On 3 June 2011, an arbitration panel handed down the new contract for the majority of Ontario hospital nurses. The panel was set up when negotiations between the Ontario Hospital Association and the union, the Ontario Nurses’ Association broke down. This is a pretty routine procedure when the union contract comes up for renewal, because in Ontario, nurses are considered “essential workers” and don’t have the right to strike. I’m fairly sure this wouldn’t interest many or even most of my readers — even nurses — except for a obnoxious new contract clause, buried deep in the arbitration award:
Effective April 1, 2011, no sick pay benefit is payable under HOODIP for the first fifteen (15) hours of absence for the sixth (6th) and subsequent period(s) of absence in the same fiscal year (April 1st through March 31st).
English translation: if you have six or more absences because of illness (as opposed to days, it must be noted), your employer will punish you for being sick by docking you fifteen hours of sick pay for each absence.

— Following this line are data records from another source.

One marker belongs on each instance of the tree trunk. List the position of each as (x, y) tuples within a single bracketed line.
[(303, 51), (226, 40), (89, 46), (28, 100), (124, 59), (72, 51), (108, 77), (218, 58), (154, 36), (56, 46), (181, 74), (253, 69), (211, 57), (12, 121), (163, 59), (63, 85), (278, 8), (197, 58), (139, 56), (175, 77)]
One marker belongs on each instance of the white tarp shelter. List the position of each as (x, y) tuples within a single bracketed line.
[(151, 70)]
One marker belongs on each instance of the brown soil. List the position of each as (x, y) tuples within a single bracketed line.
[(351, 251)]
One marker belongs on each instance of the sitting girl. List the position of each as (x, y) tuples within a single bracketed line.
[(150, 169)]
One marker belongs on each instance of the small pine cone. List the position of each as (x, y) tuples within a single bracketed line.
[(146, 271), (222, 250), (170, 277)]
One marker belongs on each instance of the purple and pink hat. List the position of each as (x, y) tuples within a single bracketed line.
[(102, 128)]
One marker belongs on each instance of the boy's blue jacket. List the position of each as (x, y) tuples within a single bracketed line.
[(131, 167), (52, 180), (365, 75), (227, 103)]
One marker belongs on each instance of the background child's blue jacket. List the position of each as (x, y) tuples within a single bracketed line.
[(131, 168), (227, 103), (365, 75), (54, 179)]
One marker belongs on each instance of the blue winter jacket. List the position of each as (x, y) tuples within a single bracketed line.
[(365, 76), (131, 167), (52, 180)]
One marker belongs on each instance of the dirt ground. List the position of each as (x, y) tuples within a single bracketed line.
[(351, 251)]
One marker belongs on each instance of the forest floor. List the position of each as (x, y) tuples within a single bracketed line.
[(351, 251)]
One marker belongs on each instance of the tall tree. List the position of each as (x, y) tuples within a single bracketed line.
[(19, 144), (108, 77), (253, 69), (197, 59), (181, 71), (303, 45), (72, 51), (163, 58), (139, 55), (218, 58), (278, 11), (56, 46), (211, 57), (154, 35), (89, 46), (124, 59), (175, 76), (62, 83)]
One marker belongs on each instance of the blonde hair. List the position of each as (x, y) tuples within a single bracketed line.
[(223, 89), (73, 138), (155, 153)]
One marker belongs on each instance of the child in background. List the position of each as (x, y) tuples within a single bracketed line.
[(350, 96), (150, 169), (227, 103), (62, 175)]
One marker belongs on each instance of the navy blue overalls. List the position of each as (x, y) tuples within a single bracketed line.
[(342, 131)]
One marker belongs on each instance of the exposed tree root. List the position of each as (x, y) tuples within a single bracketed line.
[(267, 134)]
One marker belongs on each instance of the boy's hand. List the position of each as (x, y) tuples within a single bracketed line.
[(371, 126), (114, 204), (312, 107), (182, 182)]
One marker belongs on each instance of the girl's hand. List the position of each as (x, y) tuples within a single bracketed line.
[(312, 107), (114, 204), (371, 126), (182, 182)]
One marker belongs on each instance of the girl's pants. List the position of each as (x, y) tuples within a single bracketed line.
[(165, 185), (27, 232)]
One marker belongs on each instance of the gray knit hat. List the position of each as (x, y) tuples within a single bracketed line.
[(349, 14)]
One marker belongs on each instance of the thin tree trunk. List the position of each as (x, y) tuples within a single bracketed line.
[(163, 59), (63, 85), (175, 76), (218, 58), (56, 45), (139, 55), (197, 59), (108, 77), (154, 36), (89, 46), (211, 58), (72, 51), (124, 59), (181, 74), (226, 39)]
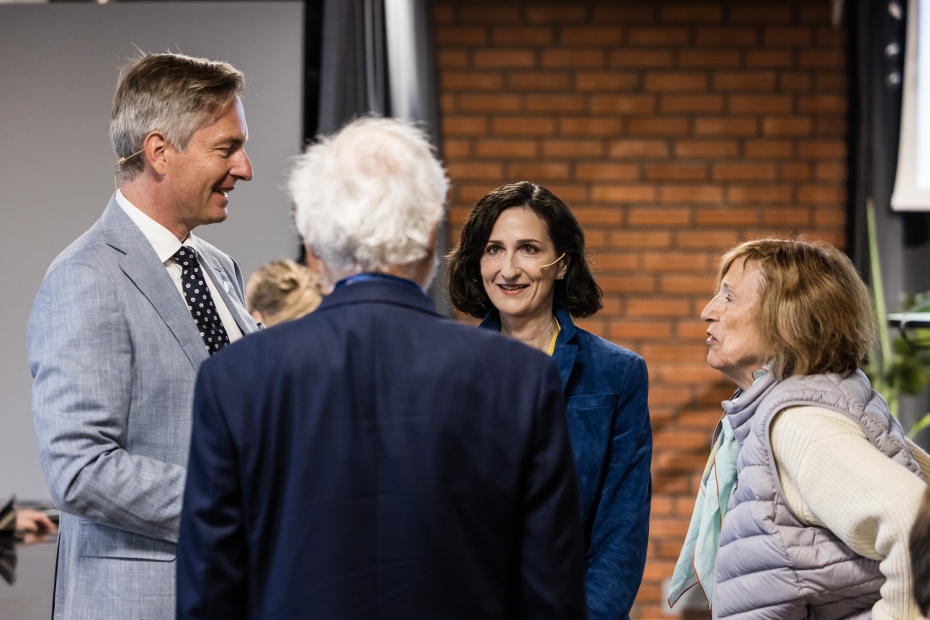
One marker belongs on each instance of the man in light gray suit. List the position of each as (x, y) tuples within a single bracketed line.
[(121, 323)]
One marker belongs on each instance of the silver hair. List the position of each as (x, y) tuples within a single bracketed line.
[(367, 197), (171, 93)]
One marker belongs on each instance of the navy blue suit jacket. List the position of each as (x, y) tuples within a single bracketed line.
[(606, 389), (376, 460)]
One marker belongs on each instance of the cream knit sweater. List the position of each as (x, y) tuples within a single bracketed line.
[(833, 477)]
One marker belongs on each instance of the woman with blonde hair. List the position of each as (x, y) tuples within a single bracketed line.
[(809, 494), (282, 291)]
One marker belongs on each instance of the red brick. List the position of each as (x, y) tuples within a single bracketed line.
[(460, 36), (598, 216), (539, 170), (661, 126), (760, 103), (456, 148), (760, 14), (822, 149), (627, 14), (822, 104), (501, 59), (606, 172), (640, 58), (657, 307), (657, 36), (795, 82), (725, 126), (573, 58), (489, 14), (729, 217), (471, 80), (640, 239), (626, 284), (658, 217), (623, 193), (744, 172), (638, 329), (554, 103), (638, 148), (464, 125), (795, 172), (446, 59), (769, 148), (615, 261), (489, 103), (572, 148), (787, 126), (744, 80), (786, 217), (794, 36), (727, 37), (475, 171), (523, 36), (606, 80), (686, 284), (588, 126), (830, 172), (717, 240), (759, 193), (591, 35), (623, 104), (675, 81), (769, 58), (523, 125), (833, 59), (707, 14), (708, 59), (691, 193), (555, 14), (506, 148), (676, 172), (539, 80), (692, 103), (706, 148), (821, 193)]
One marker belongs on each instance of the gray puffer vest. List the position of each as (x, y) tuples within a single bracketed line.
[(770, 564)]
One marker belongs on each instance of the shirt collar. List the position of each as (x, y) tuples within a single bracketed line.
[(163, 240)]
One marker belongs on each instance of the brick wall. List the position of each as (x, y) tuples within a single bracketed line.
[(673, 131)]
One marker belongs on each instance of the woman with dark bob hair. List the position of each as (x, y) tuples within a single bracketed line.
[(521, 266), (809, 494)]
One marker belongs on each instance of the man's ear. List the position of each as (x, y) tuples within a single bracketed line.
[(155, 148)]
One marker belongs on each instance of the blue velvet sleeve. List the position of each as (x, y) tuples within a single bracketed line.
[(620, 531)]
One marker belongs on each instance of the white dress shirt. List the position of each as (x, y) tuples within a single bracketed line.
[(165, 244)]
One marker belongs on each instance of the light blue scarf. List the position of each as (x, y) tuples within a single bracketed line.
[(699, 554)]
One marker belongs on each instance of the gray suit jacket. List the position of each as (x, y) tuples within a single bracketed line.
[(114, 354)]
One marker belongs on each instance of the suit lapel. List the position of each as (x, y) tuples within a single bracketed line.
[(141, 265)]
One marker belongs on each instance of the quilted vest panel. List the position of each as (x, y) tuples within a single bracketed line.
[(770, 564)]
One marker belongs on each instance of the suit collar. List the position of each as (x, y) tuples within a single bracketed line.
[(379, 291), (140, 263), (566, 344)]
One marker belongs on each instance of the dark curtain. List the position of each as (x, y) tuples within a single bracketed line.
[(377, 58), (876, 59)]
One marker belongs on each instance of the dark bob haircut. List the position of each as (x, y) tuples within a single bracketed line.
[(577, 292)]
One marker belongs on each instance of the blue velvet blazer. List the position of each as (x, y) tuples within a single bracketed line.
[(606, 389)]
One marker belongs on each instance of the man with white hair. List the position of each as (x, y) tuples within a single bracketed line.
[(375, 459)]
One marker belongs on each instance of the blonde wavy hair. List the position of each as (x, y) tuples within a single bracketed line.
[(282, 291), (815, 316)]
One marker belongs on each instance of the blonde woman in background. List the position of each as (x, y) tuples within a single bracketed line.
[(282, 291)]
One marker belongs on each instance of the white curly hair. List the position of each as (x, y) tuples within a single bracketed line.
[(367, 197)]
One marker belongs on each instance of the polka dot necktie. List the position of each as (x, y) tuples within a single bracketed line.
[(200, 301)]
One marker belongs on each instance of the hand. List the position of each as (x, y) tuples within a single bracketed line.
[(34, 522)]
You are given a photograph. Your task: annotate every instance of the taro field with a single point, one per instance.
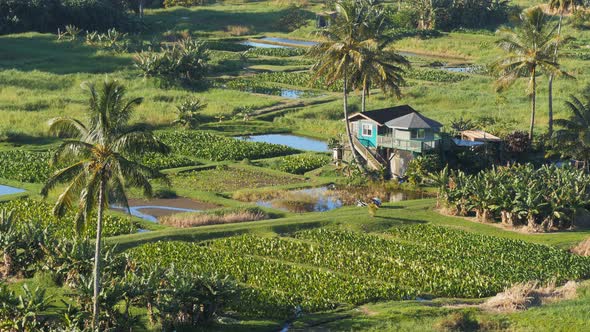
(326, 268)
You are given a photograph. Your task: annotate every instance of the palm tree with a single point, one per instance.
(573, 139)
(99, 162)
(381, 67)
(529, 50)
(561, 6)
(352, 53)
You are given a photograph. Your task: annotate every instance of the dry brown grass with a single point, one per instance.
(522, 296)
(185, 220)
(238, 30)
(287, 3)
(583, 248)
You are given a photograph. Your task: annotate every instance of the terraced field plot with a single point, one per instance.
(324, 268)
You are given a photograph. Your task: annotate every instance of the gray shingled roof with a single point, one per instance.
(413, 121)
(381, 116)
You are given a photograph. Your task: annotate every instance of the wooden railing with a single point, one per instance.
(408, 145)
(373, 160)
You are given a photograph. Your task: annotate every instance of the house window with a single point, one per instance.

It is true that nurses have among the highest absentee rate among any employee group, and this clause is an attempt to remediate the situation. It is also true that high absenteeism is for reasons unique to nursing. These are the smartly dressed white elephants you see standing in the corner that the hospitals and the union both ignore: we’re exposed to infectious disease, high stress levels, poor morale and horrendous working conditions. We all know about it, and nothing is ever done but pass the blame to nurses. I can’t see how punishing nurses for factors out of their control is even remotely helpful. It’s a little like starving a child, then beating her when she takes a bite of cake.
Even aside from these generic issues, one can easily see circumstances where the heartlessness of this clause will affect individual nurses. Supposing you had an illness which required specialized treatment over a period of time, such as chemotherapy, which required you to take an occasional sick day. According to the union and the hospitals, too bad for you. We are now, they are saying, going to flog you financially for contracting cancer.
The union will probably say, “Well, it was an arbitrator’s award, it was out of our hands.” This only partly true, at best. The arbitration panel doesn’t pick contract language out of thin air. Both the hospitals and the union make submissions in the arbitration process based on their bargaining positions. Clearly, this little piece of horizontal violence was on the table beforehand. How vigorously did the union contested the hospital’s position on this at negotiations? Who knows. I respectfully suggest, however, that ONA put this clause at the top of its list when new negotiations start in a couple of years.
Unfortunately, ONA has calculated, probably correctly, that the pushback from front line nurses over this clause will be minimal. We can do very little about it, and in any case, there is a huge disconnect between front line nurses and the union leadership — which you would think would be a cause of concern. In its news release, all ONA could offer was some anodyne mush from ONA’s president, Linda Haslam-Stroud. The bash-the-nurse clause was mentioned not at all. ”The agreement,” said Haslam-Stroud, “addresses the priority issues of the front-line registered nurses and allied health professionals – the backbone of health care.”
Uh, huh. How about working with the hospitals to fix some of the root causes of absenteeism, instead of tacitly supporting a policy which punishes them?